By 1915, the original tenant, Robert Davidson, had departed and the house was let to George Curzon, 1st Marquess Curzon of Kedleston. A later tenant was the American writer Henry Lane Eno, who died at the house in 1928.
The house was never to be a private residence again. It was offered for sale in 1929, and at a time when many country houses were being demolished was given a scrap value of £5,882. With the exception of the Phelips family portraits, the historic contents and furnishing were disposed of, and the house, an empty shell, remained on the market for two years.
Finally, in 1931, the house was sold to the philanthropist Ernest Cook, who presented it to the Society for the Protection of Ancient Buildings, and from that Society, it passed to the National Trust. It was one of the Trust's first great houses. The following year, in 1932, it opened to the public for the first time.

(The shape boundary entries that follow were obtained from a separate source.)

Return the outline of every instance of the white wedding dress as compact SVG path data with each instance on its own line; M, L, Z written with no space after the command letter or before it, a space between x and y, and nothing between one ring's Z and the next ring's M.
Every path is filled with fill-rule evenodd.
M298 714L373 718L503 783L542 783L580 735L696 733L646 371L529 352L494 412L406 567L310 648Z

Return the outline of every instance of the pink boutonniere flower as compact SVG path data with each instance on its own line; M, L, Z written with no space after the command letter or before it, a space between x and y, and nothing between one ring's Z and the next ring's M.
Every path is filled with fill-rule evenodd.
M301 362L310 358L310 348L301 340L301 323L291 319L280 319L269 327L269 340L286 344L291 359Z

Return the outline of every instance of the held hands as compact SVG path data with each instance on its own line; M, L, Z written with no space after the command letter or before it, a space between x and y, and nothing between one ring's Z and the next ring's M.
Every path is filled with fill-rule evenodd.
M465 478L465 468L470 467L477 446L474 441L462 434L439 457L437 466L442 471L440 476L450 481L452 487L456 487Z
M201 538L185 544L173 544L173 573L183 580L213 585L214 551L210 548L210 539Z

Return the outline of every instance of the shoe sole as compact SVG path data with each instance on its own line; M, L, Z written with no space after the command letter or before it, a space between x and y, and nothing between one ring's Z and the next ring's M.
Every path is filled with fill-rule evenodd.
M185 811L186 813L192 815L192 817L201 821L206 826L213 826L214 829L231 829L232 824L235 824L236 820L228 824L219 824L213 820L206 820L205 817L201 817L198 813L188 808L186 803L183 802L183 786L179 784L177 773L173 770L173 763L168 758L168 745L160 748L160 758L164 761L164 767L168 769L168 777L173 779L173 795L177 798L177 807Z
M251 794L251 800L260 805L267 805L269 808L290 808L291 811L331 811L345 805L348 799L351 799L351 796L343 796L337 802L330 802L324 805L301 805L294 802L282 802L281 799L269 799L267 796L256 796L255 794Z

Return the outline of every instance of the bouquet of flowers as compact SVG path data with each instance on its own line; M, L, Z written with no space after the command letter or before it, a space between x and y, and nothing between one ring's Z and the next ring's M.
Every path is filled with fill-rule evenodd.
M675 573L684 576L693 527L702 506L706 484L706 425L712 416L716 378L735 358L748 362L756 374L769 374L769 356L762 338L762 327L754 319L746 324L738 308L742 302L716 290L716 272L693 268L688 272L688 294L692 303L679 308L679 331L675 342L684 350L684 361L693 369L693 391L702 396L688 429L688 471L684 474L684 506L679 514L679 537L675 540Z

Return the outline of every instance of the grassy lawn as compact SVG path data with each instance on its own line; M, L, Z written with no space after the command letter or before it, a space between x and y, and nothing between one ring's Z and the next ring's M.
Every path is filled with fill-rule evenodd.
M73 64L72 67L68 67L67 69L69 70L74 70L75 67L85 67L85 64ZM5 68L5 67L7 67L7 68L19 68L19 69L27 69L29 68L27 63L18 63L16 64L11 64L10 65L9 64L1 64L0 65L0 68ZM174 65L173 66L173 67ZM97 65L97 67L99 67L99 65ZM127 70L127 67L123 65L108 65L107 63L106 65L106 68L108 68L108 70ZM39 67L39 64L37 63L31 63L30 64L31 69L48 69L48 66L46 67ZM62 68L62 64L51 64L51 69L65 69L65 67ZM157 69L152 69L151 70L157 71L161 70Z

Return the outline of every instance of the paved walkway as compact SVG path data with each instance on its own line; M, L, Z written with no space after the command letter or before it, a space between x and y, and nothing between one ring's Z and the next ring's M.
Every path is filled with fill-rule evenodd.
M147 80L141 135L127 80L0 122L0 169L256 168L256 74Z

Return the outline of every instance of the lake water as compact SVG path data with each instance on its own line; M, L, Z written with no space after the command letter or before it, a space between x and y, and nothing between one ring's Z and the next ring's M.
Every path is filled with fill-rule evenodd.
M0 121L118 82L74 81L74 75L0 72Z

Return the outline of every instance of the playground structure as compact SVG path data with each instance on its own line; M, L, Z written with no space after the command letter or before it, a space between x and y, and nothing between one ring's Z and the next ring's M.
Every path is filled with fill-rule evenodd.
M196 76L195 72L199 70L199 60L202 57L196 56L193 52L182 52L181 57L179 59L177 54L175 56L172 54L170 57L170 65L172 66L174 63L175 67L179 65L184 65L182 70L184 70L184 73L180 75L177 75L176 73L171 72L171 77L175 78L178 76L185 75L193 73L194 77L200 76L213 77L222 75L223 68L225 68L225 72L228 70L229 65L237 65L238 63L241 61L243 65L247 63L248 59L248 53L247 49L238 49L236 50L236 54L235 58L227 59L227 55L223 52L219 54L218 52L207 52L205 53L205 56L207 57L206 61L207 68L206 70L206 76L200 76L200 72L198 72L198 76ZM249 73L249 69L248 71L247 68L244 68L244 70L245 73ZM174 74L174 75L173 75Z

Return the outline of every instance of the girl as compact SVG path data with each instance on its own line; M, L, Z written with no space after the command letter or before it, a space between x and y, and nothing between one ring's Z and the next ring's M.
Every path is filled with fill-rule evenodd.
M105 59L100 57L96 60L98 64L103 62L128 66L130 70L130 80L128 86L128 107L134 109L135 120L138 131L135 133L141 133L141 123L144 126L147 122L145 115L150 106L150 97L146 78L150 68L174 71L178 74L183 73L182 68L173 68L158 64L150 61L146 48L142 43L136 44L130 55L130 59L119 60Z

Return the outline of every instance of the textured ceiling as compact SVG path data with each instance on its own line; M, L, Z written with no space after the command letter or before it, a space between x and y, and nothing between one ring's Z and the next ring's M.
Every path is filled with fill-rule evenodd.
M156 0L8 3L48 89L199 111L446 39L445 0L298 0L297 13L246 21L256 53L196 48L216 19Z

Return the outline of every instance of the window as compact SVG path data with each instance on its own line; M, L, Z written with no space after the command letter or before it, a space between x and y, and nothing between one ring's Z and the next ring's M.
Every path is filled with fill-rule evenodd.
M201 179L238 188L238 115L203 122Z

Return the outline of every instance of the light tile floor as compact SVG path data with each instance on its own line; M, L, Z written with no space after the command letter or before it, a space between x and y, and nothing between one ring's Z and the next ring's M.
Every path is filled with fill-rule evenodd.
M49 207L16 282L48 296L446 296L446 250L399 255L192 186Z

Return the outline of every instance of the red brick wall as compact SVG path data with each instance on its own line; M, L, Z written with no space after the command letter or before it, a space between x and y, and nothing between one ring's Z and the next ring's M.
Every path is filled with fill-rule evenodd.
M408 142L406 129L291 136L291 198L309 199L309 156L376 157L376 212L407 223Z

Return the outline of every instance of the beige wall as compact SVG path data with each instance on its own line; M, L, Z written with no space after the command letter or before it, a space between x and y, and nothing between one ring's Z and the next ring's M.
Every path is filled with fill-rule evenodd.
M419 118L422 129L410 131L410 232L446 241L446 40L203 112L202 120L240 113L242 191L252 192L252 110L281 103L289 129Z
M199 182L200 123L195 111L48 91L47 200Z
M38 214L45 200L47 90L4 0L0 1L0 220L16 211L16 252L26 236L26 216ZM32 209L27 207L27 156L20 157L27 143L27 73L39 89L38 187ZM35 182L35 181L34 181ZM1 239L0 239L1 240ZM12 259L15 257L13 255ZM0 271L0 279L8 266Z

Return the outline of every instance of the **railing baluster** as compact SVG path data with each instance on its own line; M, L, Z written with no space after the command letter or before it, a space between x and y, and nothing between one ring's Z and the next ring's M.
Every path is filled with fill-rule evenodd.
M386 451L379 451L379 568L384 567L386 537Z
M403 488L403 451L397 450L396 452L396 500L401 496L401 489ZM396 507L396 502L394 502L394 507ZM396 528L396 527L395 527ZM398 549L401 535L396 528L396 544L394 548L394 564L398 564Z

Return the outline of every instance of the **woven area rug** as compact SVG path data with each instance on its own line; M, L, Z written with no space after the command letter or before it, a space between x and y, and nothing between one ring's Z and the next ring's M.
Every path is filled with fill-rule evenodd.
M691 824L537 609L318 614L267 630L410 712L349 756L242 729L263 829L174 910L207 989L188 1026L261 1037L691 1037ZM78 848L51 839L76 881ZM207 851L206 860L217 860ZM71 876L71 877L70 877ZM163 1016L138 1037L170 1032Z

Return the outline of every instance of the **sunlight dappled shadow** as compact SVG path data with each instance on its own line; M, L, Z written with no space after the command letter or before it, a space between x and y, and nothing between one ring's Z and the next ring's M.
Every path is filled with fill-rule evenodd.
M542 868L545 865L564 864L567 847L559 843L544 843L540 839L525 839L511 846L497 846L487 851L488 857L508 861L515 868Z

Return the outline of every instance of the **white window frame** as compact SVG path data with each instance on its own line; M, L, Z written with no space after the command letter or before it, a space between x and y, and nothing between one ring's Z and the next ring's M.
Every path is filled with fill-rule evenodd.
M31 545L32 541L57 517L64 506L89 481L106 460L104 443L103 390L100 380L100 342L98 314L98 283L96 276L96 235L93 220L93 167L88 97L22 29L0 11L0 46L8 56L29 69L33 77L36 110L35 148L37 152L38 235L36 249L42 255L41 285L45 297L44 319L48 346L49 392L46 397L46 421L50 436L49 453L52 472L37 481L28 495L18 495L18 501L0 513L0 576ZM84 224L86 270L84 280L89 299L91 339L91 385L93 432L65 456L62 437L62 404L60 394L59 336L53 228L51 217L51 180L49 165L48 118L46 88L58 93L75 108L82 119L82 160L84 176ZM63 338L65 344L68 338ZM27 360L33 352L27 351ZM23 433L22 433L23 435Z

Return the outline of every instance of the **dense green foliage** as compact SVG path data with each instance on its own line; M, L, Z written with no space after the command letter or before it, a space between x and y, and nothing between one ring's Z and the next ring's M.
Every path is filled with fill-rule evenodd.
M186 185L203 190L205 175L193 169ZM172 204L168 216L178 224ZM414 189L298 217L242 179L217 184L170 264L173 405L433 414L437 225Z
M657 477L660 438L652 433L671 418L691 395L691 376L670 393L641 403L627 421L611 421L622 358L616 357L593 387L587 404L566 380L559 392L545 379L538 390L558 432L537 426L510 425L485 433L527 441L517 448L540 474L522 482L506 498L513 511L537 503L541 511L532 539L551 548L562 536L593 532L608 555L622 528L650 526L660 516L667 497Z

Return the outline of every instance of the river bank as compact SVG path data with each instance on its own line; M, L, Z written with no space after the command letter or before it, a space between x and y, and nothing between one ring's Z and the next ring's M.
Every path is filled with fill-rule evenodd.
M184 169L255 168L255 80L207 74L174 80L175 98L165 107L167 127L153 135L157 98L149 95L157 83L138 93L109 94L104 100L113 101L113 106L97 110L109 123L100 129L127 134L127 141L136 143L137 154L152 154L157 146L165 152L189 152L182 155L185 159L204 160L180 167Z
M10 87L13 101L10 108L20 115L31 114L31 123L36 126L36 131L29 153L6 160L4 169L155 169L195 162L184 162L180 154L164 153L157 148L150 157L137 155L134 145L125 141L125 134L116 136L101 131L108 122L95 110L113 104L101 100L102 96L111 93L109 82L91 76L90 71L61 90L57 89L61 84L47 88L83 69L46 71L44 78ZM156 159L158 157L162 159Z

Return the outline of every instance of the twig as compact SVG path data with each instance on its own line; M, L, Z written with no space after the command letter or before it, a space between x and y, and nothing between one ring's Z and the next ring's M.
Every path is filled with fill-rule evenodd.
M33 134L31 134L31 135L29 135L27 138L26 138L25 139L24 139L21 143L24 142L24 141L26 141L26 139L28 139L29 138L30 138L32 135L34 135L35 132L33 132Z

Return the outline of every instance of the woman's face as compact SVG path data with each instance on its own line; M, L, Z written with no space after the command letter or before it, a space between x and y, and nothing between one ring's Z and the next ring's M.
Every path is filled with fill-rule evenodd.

Bare of furnishing and without sufficient funds to maintain it, James Lees-Milne, the secretary of the Trust's country house committee, described the mansion as an "empty and rather embarrassing white elephant".
During the Second World War, Montacute was requisitioned by the army, and American soldiers were billeted in the surrounding parkland before the Normandy landings.
Gardens
The gardens were well established by 1633, and by 1667 several walled gardens and courts had been added with established orchards. They were accompanied by stone gate lodges, which were removed in the 18th century.
The garden planting, laid out within the former forecourt and in the slightly sunken grassed parterre square, was the work of Mrs Ellen Phelips, who lived at Montacute from the 1840s to her death in 1911, and her gardener, Mr Pridham, who had worked for her at Coker Court. The avenue of clipped yews that reinforces the slightly gappy mature avenue of trees stretching away from the outer walls of the former forecourt to end in fields, and the clipped yews that outline the grassed parterre date from that time, though the famous "melted" shape of the giant hedge was inspired by the effects of a freak snowfall in 1947. The sunken parterre garden design, with its Jacobean-style central fountain, designed by Robert Shekelton Balfour (1869–1942), is of 1894; Balfour's dated design is conserved in the library of the Royal Institute of British Architects. Mixed borders in the East court were replanted by Phyllis Reiss of Tintinhull in powerful hot colours when the earlier tender colour scheme laid down by Vita Sackville-West proved insipid to modern taste.
There are around 106 hectares (260 acres) of parkland and 4 hectares (9.9 acres) of more formally laid out gardens. These are the remains of the 121 hectares (300 acres) of parkland that previously surrounded the house. The gardens and parkland are listed, Grade I, on the Register of Historic Parks and Gardens of special historic interest in England.